How I became a National Geographic photographer: Keith Ladzinski
The Colorado-raised adventurer, who went from skateboarder to computer programmer to extreme sports and natural history photographer, shares environmental message through stunning images of Antarctica
Going wild I was born in New York in 1976 but moved to Colorado when I was very young. My parents had met in high school in New Jersey – my Dad had grown up there but my Mum was originally from Glasgow, in Scotland.
They moved to Colorado because they wanted us to have different opportunities. They embraced the outdoors there – we did a lot of camping and fishing. The American state is a hub of rock climbing and that sport would go on to change my life in so many ways.
Photo op Skateboarding was my first love. I knew there was no career in it but I didn’t know what else I wanted to do. When my older brother, Scott, brought home a camera one summer and suggested we take photographs of one another skateboarding he incidentally gave me some direction.
Three or four months after that day I received a tax-return cheque for a couple of hundred dollars and with it I bought my first camera – a Pentax K1000 – from a pawnshop.

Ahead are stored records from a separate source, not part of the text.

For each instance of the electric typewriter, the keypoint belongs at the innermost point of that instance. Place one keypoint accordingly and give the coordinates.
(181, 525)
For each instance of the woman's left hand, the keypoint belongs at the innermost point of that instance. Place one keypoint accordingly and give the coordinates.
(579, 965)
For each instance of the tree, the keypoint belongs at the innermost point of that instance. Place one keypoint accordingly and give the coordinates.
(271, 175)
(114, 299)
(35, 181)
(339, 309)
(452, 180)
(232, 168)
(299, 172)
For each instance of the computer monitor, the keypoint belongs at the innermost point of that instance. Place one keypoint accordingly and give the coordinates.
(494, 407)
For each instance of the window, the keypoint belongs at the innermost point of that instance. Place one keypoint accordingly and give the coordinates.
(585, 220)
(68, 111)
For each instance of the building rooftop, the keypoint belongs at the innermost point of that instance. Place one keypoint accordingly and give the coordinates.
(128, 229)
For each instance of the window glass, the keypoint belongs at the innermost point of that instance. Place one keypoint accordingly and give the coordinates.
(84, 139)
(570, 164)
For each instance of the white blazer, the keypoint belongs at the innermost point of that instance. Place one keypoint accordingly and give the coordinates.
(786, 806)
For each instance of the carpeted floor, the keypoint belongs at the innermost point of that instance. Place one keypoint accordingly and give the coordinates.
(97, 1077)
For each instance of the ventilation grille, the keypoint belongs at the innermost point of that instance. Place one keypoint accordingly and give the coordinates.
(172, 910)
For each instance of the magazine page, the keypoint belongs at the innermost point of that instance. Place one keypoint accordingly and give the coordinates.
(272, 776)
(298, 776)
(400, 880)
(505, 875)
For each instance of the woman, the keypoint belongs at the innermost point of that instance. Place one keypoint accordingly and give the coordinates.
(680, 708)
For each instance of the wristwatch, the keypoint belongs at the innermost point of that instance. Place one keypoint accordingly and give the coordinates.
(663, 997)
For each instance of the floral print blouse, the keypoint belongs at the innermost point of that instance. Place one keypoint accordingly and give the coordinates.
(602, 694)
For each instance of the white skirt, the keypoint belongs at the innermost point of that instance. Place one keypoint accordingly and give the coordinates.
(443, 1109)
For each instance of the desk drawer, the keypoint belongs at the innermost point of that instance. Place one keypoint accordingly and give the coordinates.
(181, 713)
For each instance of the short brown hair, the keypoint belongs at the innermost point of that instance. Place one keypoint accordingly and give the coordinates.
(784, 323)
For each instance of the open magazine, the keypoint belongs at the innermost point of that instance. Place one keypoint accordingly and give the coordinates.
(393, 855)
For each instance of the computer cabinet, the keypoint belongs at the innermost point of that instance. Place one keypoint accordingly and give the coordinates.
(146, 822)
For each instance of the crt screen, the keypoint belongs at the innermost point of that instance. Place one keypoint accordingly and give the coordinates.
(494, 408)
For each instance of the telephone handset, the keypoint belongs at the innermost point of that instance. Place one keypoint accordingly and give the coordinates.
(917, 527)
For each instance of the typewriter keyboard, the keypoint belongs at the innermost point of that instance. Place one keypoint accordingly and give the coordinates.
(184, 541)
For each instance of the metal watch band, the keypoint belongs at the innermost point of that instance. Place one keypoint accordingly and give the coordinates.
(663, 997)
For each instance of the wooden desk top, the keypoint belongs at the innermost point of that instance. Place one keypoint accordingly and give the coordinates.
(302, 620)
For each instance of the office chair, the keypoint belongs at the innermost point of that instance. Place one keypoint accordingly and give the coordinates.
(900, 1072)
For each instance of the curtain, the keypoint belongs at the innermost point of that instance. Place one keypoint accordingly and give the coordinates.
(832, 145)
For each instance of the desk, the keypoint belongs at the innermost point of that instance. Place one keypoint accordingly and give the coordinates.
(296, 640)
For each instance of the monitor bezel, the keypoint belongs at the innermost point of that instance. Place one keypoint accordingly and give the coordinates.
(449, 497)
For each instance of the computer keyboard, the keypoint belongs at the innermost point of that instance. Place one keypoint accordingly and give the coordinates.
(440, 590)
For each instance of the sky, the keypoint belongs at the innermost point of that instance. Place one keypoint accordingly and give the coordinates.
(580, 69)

I had also started taking photographs and contributing to small skateboarding and tourism publications on the side, and I knew that what I really wanted to be was a professional photographer
Cracking the code After graduating from high school and taking a few years off, I ended up taking an entry-level position at (information-technology company) Hewlett-Packard. It was during the dotcom boom and I found myself writing HTML (a programming language).